ZIMMERMAN: Of course, you know, Martha if you could implement foreign policy through sound bites or tweets then maybe their comments would be relevant. The reality is negotiations are a serious and difficult process. And this president, President Obama showed himself to be very effective at building coalitions. We saw that with the sanctions that were implemented in Iran which ultimately forced the peace process to move forward. And clearly, he is working well with our European allies in putting sanctions in place.
But, you know, I'm not saying, we don't stumble as we did in Syria, I would rather have an administration stumble in terms of building negotiations and building coalitions than stumble into war like we saw in the previous Bush administration.
MACCALLUM: You know, I want to go back and listen to what John Kerry said about Syria, back when there was a military option on the table in Syria. Watch this.
(BEGIN VIDEO CLIP, SEPT. 9, 2013)
JOHN KERRY, SECRETARY OF STATE: We will be able to hold Bashar Assad accountable without engaging with troops on the ground or any other prolonged kind of effort, in a very limited, very targeted, very short-term effort that degrades his capacity to deliver chemical weapons without assuming responsibility for Syria's civil war. That is exactly what we're talking about doing, unbelievably small, limited kind of effort.
(END VIDEO CLIP)
MACCALLUM: An unbelievably small, limited kind of an effort. Many think that the way Syria was handled opened the door to a weak foreign policy, Bob, just quickly and then I have to move on.
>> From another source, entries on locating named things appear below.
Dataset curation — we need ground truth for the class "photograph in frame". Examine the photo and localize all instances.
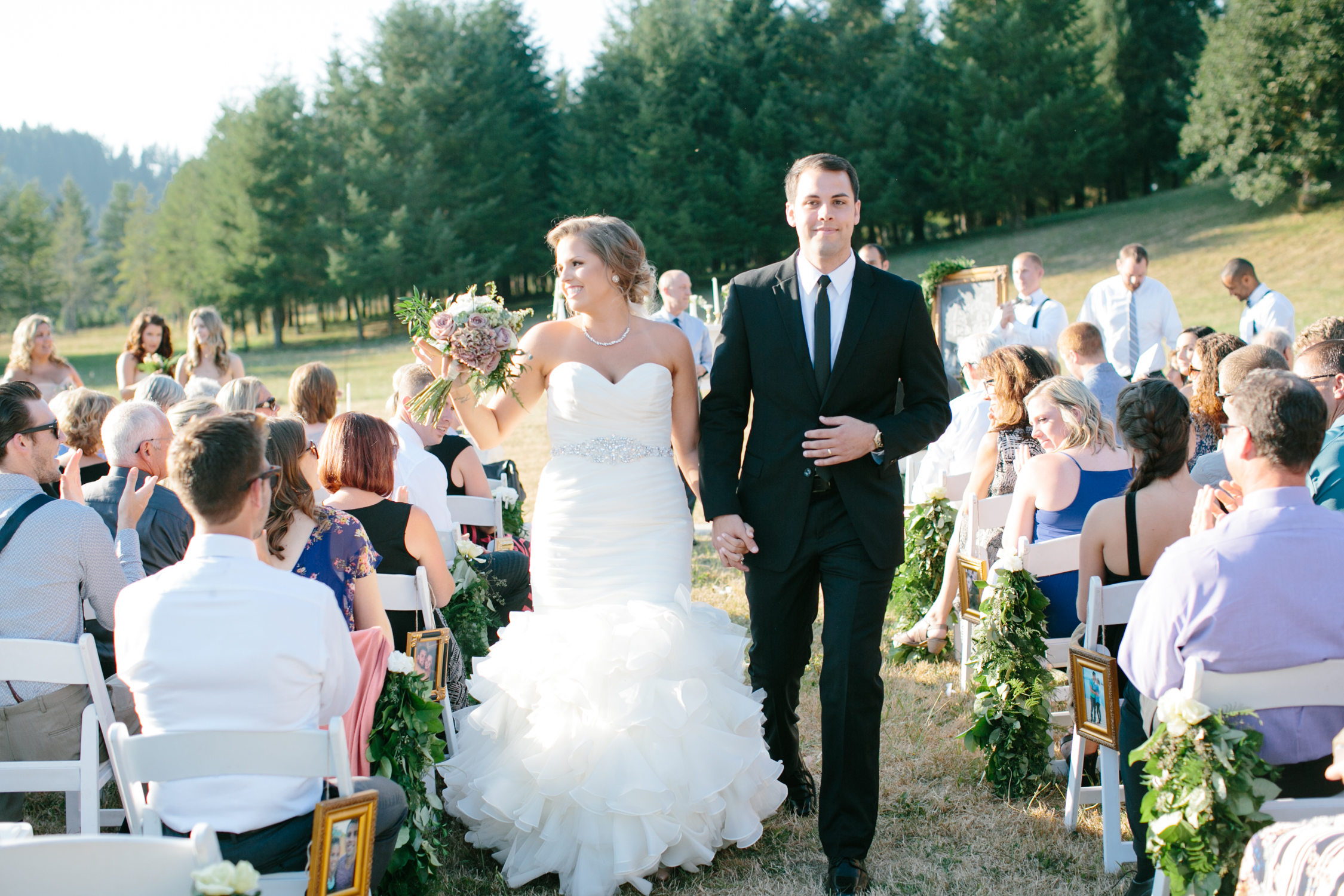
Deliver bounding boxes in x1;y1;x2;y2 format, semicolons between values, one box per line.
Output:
1069;648;1119;750
957;555;989;622
306;790;378;896
406;628;449;700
ZIMMERMAN: Well, there's no question. There are mistakes made along the way in Syria. But there is a process in place hopefully will work. Let's not kid ourselves, when President Bush didn't even consider sanctions after Putin invaded Georgia, that certainly undermined our role in the world. Not to mention the Europe's dependence upon oil and natural gas from Russia.
MACCALLUM: I've heard that criticism a lot today and I wonder, you know, if that is the truth then the administration might have learned from what they see as mistakes by President Bush. But that doesn't appear to be happening.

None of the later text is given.